You learn what you truly need (i.e. diapers) to survive.
You learn to spot a free meal from 3 towns away (“light refreshments” = dinner)
The reason I’m telling you this is not to bemoan how terrible my life was. Because if I’m being honest, yes it was the toughest time of my life. But, I wasn’t miserable.
We made it work.
I’m telling you this because I keep hearing marketer stories about the “tough times” and it makes me absolutely furious. It makes me angry because I can tell by the words that they use that their story isn’t like my story.
And that’s ok. We all have different experiences. But what’s not ok is pretending that you’ve walked in shoes that you haven’t.
I see the comments on the products:
Person: “I can’t afford this.”
Marketer: “You can’t afford NOT to do this.”
Person: “No, I really don’t have the money.”
Marketer: “Think of it as an investment.”
Person: “No, I REALLY don’t have any money.”
Marketer: “I’ve been there. You just need an abundance mindset. Nothing will change for you if you can’t invest in yourself. *Plus we have payment plans and there’s always credit cards for financing.*”
Making people feel guilty for not affording a $2,000 course is the height of bullying. $2,000! Do you know what that amount of money would have meant for me a decade ago? That’s 3 months rent. That’s the back balance on my electric bill. That’s groceries for like half a year!!
Now, if you’ve watched the news at all this week, one core human truth revealed itself:
Everyone has a slightly different view of what “ethical” means.

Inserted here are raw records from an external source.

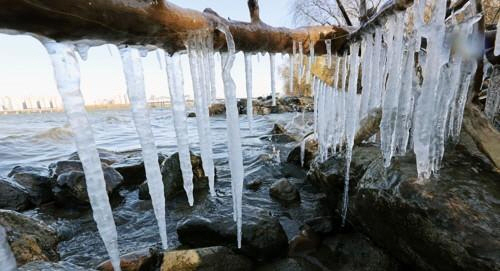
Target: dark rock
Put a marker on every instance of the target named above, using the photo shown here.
(29, 239)
(310, 152)
(284, 191)
(205, 259)
(280, 135)
(36, 181)
(13, 196)
(70, 186)
(263, 236)
(49, 266)
(353, 252)
(254, 184)
(172, 177)
(290, 264)
(146, 259)
(217, 109)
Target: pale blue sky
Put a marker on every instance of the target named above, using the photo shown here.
(25, 66)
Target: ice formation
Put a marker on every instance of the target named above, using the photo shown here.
(249, 83)
(67, 76)
(6, 256)
(176, 90)
(198, 53)
(272, 61)
(233, 130)
(427, 108)
(134, 77)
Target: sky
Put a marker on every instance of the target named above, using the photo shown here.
(26, 71)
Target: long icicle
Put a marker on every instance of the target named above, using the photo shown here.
(233, 129)
(249, 85)
(176, 90)
(134, 77)
(67, 76)
(272, 61)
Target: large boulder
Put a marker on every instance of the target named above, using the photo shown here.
(205, 259)
(263, 235)
(36, 181)
(146, 259)
(29, 239)
(13, 196)
(172, 177)
(70, 185)
(450, 222)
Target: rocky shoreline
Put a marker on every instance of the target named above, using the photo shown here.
(394, 221)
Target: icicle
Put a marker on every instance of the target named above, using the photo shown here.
(200, 89)
(272, 60)
(134, 77)
(233, 129)
(67, 75)
(6, 256)
(328, 44)
(83, 50)
(391, 97)
(497, 40)
(249, 82)
(159, 52)
(176, 90)
(352, 109)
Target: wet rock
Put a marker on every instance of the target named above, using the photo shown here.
(36, 181)
(352, 251)
(50, 266)
(70, 185)
(284, 191)
(13, 196)
(263, 235)
(310, 152)
(254, 184)
(205, 259)
(280, 135)
(217, 109)
(146, 259)
(290, 264)
(172, 177)
(447, 223)
(29, 239)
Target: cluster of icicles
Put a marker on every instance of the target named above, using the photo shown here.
(202, 66)
(421, 91)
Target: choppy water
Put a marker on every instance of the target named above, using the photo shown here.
(40, 139)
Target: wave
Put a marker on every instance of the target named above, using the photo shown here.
(55, 134)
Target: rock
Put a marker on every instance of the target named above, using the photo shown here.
(13, 196)
(310, 152)
(263, 236)
(280, 135)
(447, 223)
(353, 251)
(205, 259)
(36, 181)
(49, 266)
(29, 239)
(290, 264)
(254, 184)
(172, 177)
(146, 259)
(70, 185)
(217, 109)
(284, 191)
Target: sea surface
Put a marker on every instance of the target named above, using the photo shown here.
(40, 139)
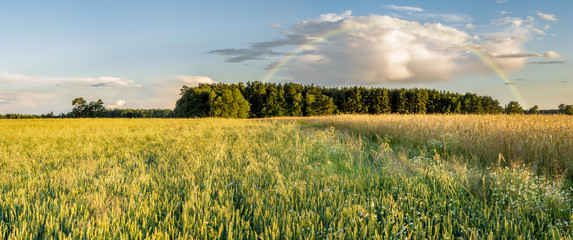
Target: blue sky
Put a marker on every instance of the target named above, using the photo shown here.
(137, 54)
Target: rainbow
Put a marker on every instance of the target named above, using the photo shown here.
(486, 60)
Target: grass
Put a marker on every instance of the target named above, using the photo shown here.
(245, 179)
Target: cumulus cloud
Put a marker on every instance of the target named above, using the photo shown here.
(548, 17)
(41, 94)
(539, 31)
(23, 80)
(379, 48)
(551, 54)
(547, 62)
(333, 17)
(118, 104)
(245, 54)
(517, 55)
(37, 95)
(404, 8)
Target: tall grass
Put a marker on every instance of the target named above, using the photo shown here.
(244, 179)
(544, 142)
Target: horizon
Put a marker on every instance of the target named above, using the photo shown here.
(138, 54)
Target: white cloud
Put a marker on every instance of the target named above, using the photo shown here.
(551, 54)
(389, 49)
(404, 8)
(37, 95)
(333, 17)
(275, 25)
(118, 104)
(548, 17)
(538, 31)
(23, 80)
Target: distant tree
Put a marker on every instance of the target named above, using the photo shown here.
(533, 110)
(565, 109)
(568, 110)
(513, 107)
(82, 109)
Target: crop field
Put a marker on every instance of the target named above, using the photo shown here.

True North on our moral compasses all point in a slightly different direction.
And that’s ok.
As long as you know where yours is.
It’s important to know what your “dealbreakers” are.

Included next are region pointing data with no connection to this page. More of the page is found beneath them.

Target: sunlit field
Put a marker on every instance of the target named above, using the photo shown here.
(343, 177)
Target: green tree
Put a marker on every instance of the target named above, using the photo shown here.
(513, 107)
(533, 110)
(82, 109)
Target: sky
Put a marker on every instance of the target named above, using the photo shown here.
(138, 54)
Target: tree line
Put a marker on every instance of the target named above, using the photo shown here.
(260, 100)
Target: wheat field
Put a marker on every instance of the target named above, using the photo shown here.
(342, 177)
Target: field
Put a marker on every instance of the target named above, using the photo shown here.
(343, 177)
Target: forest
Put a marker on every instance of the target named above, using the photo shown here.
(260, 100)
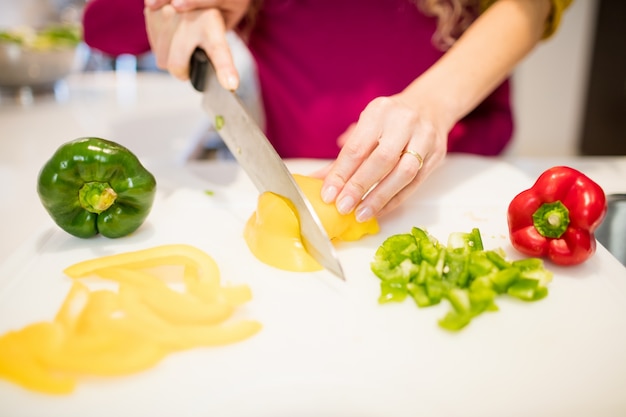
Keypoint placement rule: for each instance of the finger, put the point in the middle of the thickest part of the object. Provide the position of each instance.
(343, 138)
(187, 5)
(155, 4)
(362, 140)
(218, 49)
(394, 188)
(381, 161)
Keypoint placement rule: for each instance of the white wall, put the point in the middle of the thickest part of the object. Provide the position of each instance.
(550, 87)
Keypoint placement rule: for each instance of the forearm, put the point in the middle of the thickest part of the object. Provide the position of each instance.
(481, 59)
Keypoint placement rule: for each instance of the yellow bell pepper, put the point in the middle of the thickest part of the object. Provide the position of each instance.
(273, 231)
(108, 333)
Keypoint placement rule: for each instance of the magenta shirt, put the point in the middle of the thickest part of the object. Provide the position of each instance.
(321, 61)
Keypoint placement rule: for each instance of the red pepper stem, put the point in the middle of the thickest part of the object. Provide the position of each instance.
(551, 219)
(96, 197)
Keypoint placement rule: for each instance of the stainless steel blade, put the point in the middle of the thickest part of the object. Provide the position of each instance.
(259, 159)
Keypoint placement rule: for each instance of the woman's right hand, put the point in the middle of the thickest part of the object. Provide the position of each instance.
(176, 28)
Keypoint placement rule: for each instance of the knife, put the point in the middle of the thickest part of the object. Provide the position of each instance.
(258, 158)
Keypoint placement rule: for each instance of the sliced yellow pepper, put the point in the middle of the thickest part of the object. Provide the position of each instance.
(175, 254)
(273, 231)
(171, 305)
(108, 333)
(21, 359)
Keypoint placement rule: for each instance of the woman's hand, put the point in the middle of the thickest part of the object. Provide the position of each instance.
(384, 157)
(175, 29)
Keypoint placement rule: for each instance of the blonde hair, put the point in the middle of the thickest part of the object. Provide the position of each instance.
(453, 18)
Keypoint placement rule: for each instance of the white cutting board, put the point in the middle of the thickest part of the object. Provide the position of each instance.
(327, 348)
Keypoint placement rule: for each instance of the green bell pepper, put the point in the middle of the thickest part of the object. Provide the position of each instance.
(92, 185)
(462, 272)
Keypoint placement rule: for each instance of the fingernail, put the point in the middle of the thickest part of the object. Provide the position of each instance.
(345, 205)
(231, 82)
(363, 214)
(329, 194)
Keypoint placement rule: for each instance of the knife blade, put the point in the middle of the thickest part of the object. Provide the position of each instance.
(258, 158)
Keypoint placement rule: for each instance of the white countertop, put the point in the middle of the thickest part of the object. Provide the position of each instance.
(326, 347)
(157, 117)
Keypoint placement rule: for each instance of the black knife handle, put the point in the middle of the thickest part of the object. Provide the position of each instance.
(198, 67)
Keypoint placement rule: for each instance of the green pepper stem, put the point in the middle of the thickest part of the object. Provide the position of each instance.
(96, 197)
(551, 219)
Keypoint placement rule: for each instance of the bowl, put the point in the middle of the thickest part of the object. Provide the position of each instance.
(25, 67)
(612, 231)
(37, 57)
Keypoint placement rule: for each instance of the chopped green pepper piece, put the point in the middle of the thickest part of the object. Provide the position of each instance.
(462, 272)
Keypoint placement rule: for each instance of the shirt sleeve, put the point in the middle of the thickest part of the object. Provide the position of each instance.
(554, 18)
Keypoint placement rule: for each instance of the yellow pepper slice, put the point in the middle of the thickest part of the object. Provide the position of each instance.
(108, 333)
(174, 254)
(22, 359)
(172, 305)
(273, 231)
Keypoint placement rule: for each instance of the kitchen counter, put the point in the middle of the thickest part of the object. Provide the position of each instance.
(157, 117)
(349, 358)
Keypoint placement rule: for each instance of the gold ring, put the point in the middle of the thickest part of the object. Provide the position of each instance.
(416, 155)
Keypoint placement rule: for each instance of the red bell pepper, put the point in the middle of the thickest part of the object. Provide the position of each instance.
(557, 216)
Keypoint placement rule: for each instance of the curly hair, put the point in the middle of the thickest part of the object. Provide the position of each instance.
(453, 18)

What products will you buy, promote, or sell?
Who will you stand behind… and more importantly, who or what CAN’T you stand behind?
This is my dealbreaker:
No one should EVER choose between basic necessities and an online course. Or a coach. Or an event.

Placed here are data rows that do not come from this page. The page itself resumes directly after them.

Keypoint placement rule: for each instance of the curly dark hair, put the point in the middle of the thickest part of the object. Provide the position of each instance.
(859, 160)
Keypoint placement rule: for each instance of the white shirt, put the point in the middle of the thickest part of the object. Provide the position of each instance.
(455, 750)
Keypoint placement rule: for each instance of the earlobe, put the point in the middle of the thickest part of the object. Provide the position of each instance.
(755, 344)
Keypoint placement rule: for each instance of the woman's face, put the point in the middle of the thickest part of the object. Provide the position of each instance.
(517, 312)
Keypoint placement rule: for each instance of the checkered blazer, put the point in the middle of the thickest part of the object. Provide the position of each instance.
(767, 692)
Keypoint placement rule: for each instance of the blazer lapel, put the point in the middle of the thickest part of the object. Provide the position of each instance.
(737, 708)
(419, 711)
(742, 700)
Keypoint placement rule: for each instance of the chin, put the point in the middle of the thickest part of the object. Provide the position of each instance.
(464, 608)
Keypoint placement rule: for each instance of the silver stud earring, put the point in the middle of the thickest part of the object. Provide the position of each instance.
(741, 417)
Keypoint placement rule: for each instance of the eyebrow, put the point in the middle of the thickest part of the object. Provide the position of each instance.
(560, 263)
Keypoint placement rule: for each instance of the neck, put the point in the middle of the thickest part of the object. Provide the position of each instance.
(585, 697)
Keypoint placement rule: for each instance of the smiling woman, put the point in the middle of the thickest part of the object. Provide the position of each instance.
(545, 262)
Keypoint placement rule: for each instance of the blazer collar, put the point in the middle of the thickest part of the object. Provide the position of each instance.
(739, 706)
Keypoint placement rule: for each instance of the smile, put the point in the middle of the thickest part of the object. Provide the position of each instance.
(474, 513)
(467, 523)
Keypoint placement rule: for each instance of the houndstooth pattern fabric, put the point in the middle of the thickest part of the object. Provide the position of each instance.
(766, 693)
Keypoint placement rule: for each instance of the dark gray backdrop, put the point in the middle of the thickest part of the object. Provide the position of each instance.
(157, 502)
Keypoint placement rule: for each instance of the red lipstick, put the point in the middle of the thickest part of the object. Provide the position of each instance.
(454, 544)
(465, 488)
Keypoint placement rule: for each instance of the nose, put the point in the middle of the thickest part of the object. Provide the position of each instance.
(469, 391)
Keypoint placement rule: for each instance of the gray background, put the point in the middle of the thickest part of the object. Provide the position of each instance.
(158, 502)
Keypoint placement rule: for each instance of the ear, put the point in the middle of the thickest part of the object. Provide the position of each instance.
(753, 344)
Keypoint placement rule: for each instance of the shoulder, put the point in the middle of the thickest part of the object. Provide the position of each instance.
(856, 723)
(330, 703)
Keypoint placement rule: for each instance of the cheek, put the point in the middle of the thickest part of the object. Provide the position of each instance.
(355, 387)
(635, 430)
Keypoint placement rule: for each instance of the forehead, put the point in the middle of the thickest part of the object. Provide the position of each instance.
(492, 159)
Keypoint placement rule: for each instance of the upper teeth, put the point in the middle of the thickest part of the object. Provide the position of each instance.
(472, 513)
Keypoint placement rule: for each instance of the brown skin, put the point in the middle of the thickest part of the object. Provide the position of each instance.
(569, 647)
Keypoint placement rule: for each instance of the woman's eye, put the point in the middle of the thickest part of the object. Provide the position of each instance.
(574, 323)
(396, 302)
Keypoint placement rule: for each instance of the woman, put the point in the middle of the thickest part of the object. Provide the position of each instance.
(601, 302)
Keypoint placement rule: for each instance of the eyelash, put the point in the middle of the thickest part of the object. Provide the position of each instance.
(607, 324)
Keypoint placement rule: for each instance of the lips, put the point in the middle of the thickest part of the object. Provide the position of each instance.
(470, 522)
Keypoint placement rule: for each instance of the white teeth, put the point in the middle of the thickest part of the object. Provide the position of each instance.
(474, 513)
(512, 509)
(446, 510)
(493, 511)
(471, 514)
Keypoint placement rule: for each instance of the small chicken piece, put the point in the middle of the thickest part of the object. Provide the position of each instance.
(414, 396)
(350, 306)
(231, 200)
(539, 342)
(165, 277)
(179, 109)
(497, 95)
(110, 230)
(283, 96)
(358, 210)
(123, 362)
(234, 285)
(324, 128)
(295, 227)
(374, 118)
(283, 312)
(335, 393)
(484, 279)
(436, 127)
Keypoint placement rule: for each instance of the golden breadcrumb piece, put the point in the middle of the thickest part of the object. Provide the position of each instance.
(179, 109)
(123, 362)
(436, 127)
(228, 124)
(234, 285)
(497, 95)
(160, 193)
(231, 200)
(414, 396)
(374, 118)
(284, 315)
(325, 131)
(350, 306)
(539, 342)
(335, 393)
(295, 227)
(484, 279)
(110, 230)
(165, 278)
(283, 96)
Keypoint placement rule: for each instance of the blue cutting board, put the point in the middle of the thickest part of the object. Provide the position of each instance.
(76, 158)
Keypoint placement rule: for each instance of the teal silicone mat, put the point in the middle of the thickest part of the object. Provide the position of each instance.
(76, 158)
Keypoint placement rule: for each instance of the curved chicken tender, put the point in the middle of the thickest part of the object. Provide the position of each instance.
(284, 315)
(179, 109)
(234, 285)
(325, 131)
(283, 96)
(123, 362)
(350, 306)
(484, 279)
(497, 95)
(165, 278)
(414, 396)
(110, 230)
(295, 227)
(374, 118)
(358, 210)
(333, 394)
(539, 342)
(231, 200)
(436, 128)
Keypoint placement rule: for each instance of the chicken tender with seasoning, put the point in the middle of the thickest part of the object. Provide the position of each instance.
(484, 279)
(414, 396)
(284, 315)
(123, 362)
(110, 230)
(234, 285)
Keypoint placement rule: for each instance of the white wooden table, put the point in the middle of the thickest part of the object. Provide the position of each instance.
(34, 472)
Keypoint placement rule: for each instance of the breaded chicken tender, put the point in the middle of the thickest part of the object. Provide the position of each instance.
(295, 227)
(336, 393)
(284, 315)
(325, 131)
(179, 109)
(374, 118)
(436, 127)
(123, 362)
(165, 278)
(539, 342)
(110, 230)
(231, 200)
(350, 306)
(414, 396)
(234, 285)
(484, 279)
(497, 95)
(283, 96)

Although this is sacrilege, there is so much free online material that can get someone started toward financial stability. I know. Because I used it.
Ramit Sethi’s book and blog were the first step for me. Then after a few years it came full circle when I was a member of his team. I watched as Ramit told people to get their finances in order before he allowed them to buy. “I’m not going anywhere,” he’d say. “Pay off your debt, use my free material to start making money on the side… and when you’re ready, you can join.”
Every single marketer would have that exact policy if they’d ever been there.
If they’d ever walked into a food bank. If they’d ever begged a landlord for a few more days. If they’d ever looked at their child and wondered if they were ever going to be able to give them the life they deserved.
So to every marketer, course creator, and coach, please… if you really care about your clients and customers, stop.
And copywriters, refuse to work with clients who pressure the wrong people into their services.
It’s my belief that the products and services we provide should make the world a better place.
And for every story of someone making 6-figures overnight from an online product, there are dozens of untold stories about late night fights over a missed rent payment, a maxed out credit card that was supposed to be for “emergencies,” or a pile of bills that will go unpaid.
And I don’t want to contribute to a world that looks like that.
Because it ain’t pretty. I’ve seen it.